あなたがクレジットカードを利用したとき、その情報はすぐにクレジットカード会社に届きます。そして購入履歴はパソコンで管理されます。

これだと、個人情報もくそもへったくれもないよ!と思われるかもしれませんが、この買い物をしたら、その情報がすぐにクレジットカード会社のパソコンに行き、情報が管理されるというシステムで、なんとクレジットカードの不正利用を7割近く防いでいるという話です。
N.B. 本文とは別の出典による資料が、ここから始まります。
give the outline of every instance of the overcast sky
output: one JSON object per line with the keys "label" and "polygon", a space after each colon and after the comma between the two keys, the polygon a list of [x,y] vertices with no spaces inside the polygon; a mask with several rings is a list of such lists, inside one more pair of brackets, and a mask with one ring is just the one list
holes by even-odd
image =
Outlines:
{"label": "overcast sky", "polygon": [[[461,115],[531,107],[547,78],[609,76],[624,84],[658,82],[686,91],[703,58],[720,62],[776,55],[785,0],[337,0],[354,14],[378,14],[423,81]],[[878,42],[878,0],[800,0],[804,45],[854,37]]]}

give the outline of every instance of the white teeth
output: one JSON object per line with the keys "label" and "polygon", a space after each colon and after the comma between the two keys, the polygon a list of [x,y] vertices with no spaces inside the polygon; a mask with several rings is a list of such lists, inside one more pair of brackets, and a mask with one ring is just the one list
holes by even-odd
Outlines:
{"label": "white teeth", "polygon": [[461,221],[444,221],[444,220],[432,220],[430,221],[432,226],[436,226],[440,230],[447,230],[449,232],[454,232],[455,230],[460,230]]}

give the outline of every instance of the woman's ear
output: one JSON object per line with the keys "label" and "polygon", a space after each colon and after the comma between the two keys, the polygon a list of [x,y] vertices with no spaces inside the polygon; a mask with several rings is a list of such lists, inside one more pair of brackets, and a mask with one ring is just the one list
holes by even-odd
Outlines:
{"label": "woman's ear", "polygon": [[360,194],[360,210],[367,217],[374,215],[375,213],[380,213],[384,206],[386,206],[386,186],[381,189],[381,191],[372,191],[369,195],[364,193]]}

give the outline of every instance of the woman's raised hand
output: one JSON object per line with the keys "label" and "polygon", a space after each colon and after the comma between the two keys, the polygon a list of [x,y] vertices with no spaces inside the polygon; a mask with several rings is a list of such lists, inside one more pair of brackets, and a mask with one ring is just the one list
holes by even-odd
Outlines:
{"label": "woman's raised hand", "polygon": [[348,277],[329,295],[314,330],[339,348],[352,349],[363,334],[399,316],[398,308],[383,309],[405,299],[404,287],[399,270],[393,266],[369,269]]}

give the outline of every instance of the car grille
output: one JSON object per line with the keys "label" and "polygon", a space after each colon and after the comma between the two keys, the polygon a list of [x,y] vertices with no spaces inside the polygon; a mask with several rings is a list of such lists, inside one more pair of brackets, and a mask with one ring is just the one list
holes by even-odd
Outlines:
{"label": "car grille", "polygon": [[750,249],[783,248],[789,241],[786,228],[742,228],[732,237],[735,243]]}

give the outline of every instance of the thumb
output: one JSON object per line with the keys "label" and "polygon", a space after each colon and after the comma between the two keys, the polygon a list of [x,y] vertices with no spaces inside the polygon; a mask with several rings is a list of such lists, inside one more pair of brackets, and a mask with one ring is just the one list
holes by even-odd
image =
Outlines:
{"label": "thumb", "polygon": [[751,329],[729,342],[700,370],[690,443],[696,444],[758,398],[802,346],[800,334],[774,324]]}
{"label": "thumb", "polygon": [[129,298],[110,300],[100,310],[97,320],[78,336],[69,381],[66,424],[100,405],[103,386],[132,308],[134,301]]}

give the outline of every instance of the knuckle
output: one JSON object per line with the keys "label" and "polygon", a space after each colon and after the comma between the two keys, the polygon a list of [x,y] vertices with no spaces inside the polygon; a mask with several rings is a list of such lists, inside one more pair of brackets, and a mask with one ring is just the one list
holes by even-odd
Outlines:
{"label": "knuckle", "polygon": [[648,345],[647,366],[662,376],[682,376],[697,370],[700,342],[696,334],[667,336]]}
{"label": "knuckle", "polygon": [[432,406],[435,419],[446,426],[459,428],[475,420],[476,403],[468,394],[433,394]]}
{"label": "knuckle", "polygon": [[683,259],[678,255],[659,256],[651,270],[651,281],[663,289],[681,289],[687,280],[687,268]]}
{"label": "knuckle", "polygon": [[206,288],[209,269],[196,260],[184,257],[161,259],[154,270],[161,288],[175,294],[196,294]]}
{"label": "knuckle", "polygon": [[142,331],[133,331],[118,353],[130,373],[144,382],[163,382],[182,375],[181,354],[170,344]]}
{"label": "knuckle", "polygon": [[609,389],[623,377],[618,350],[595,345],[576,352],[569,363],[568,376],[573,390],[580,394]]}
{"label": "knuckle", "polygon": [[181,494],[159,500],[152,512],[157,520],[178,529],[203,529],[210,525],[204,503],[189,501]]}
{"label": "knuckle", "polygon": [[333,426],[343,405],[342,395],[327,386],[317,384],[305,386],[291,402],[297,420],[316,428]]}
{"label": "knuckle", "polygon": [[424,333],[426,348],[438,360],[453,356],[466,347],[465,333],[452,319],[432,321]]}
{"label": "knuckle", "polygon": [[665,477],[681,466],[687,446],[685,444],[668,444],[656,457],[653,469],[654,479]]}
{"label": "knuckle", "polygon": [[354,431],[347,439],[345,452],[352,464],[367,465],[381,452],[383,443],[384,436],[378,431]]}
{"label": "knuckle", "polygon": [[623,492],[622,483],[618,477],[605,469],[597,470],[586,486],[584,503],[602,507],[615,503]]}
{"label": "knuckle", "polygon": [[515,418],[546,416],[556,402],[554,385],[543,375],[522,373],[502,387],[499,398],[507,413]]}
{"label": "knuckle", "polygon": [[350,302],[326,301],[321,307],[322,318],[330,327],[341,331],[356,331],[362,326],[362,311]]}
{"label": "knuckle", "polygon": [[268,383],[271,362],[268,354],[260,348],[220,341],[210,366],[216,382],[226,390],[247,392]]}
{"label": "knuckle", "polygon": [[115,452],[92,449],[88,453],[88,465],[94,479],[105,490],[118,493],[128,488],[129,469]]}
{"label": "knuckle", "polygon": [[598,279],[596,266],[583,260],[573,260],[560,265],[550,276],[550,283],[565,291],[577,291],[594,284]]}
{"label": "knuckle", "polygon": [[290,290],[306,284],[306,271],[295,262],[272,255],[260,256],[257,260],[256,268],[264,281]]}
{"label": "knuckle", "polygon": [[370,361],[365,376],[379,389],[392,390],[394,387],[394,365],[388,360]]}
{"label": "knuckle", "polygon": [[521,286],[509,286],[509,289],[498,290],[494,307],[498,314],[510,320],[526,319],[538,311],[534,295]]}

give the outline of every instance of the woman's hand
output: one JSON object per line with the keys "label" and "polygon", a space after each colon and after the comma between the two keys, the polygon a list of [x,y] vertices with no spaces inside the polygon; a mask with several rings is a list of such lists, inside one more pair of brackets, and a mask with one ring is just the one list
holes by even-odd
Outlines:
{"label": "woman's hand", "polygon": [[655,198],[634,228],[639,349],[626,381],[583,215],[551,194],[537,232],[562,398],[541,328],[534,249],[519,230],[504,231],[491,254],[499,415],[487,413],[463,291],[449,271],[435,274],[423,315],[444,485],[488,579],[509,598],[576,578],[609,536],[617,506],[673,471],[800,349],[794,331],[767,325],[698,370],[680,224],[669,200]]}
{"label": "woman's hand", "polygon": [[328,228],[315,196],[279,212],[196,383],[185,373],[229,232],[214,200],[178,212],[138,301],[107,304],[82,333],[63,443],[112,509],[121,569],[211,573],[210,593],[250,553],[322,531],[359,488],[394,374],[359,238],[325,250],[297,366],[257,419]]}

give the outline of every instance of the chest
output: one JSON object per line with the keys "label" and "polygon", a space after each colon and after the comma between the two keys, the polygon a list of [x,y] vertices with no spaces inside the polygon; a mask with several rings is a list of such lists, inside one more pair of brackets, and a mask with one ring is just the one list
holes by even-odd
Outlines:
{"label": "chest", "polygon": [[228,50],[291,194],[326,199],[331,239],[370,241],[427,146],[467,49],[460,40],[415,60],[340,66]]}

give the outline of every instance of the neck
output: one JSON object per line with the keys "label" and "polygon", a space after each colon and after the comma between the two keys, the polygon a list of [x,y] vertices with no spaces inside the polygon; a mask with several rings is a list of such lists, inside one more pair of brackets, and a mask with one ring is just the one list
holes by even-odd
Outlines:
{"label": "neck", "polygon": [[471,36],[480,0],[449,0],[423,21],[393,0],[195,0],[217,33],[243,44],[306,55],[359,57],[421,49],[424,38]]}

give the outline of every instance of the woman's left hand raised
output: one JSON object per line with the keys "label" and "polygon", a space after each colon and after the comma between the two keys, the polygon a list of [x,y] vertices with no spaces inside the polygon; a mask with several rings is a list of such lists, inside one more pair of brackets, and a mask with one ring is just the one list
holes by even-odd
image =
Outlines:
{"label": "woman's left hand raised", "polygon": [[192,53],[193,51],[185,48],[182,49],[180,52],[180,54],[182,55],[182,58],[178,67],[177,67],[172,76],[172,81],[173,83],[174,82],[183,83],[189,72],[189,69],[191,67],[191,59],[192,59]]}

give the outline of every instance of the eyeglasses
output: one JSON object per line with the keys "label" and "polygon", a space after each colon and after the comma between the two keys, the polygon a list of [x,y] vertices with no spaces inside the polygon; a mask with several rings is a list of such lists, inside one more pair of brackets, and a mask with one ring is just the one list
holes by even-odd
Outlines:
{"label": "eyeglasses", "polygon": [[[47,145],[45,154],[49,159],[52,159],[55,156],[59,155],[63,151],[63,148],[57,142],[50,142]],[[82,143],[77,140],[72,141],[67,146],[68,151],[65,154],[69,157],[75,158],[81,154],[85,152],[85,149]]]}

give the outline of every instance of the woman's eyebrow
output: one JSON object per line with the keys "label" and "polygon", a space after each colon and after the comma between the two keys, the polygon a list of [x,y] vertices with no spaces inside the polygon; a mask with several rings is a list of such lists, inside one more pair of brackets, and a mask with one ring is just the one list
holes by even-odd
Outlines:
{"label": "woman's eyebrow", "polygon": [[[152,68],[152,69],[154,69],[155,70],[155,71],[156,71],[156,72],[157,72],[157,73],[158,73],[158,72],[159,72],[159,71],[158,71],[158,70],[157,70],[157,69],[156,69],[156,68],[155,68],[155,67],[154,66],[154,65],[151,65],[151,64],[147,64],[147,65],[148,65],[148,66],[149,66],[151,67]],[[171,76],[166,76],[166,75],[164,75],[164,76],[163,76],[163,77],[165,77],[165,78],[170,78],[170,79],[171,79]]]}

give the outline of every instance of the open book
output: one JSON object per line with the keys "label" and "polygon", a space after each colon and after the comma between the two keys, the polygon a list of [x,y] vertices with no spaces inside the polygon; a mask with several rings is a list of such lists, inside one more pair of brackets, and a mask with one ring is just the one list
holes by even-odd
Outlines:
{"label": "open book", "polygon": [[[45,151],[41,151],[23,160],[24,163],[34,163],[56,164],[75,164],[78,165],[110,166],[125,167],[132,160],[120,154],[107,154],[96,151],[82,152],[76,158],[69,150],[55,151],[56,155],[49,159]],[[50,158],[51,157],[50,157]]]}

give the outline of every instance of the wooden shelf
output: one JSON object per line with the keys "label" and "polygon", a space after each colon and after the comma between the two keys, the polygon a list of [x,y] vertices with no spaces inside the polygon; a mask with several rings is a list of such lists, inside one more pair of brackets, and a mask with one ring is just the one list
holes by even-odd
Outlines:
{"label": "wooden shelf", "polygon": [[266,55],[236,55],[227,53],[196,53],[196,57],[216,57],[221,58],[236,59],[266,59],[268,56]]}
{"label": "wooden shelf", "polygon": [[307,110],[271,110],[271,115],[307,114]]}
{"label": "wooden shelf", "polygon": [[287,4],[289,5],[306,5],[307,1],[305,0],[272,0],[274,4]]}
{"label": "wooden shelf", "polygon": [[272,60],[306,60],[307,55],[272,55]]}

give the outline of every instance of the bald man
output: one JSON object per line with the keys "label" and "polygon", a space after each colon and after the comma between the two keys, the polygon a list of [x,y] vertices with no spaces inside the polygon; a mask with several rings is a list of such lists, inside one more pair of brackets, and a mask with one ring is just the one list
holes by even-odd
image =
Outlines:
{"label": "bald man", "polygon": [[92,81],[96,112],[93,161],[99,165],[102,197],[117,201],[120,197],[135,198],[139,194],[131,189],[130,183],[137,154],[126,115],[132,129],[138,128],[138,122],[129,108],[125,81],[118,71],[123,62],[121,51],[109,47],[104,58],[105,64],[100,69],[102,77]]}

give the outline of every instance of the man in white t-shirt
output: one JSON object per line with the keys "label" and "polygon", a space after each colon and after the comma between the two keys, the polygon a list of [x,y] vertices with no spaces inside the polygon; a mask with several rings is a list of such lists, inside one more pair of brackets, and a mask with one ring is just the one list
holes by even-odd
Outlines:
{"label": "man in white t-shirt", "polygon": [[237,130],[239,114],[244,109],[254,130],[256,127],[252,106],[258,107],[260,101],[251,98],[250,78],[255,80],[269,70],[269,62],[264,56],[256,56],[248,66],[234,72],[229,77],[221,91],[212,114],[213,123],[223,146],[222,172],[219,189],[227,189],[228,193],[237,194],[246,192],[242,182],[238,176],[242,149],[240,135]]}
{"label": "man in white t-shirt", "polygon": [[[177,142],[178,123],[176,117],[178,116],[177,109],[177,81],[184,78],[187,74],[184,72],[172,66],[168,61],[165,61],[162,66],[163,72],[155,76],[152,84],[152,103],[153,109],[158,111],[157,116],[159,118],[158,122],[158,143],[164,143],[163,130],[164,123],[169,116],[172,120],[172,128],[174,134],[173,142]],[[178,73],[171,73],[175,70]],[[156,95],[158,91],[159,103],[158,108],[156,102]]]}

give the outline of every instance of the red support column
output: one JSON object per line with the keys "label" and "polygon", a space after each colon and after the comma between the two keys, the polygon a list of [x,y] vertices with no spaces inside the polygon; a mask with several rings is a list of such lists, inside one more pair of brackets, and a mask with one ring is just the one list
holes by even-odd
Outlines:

なぜ、このシステムがクレジットカードの悪用を防いでいるのでしょうか?

クレジットカードを利用している人、一人ひとりはそれぞれ固有のパターンがあります。たとえば主婦であれば、クレジットカードで日用品を購入することが多いでしょう。そしてデパートなどで、たまにちょっと高級な服を購入するがあるかもしれません。

ですが、突然ある日クレジットカードの購入限度額いっぱいいっぱいまで1日でパソコン数台を購入するということは考えられないわけです。

このように、クレジットカード利用者がいつものパターンと大きく違う買い物をした場合は、瞬時にコンピューターが警告し、クレジットカード会社が、不審な使われ方をしている買い物店に本人確認をするよう連絡します。

すると店の人は
「すいませんが、念のため本人確認ができるような免許証など身分証はございませんか?」
と聞いてきます。ここでどぎまぎすれば、警察に連絡されて逮捕となるわけです。

また、本人に電話がかかってくることもあります。
「今、○○電気店でパソコンを3台購入されましたか?」
みたいな内容の電話があります。

一人ひとりの買い物パターンをデータ化して、もしも不審な買い物パターンがあった場合はすぐに検知するパソコンシステムを不正利用検知システムと言います。

もしも大阪で買い物をして30分後にアメリカで同じクレジットカードを利用した買い物があれば、明らかにクレジットカードの不正利用です。この場合はすぐに該当するクレジットカードは利用停止になります。

ただ、犯罪者側はバカではありません。いや、むしろ優秀な人たちです。優秀な頭脳を持ちながらそれを世間のために使うのではなく、自分たちの利益のためだけに使うような、ちょっと性質の悪い人たちです。

クレジットカードの悪用がばれる、不正利用検知システムをカード会社が取り入れてからは、その不正利用検知システムに引っかからないような買い物の仕方を工夫していると言えます。

クレジットカード会社と犯罪者集団の、仁義なき戦いはいたちごっこで、どちらが勝つというわけでもなく、今後も永遠に続きそうです。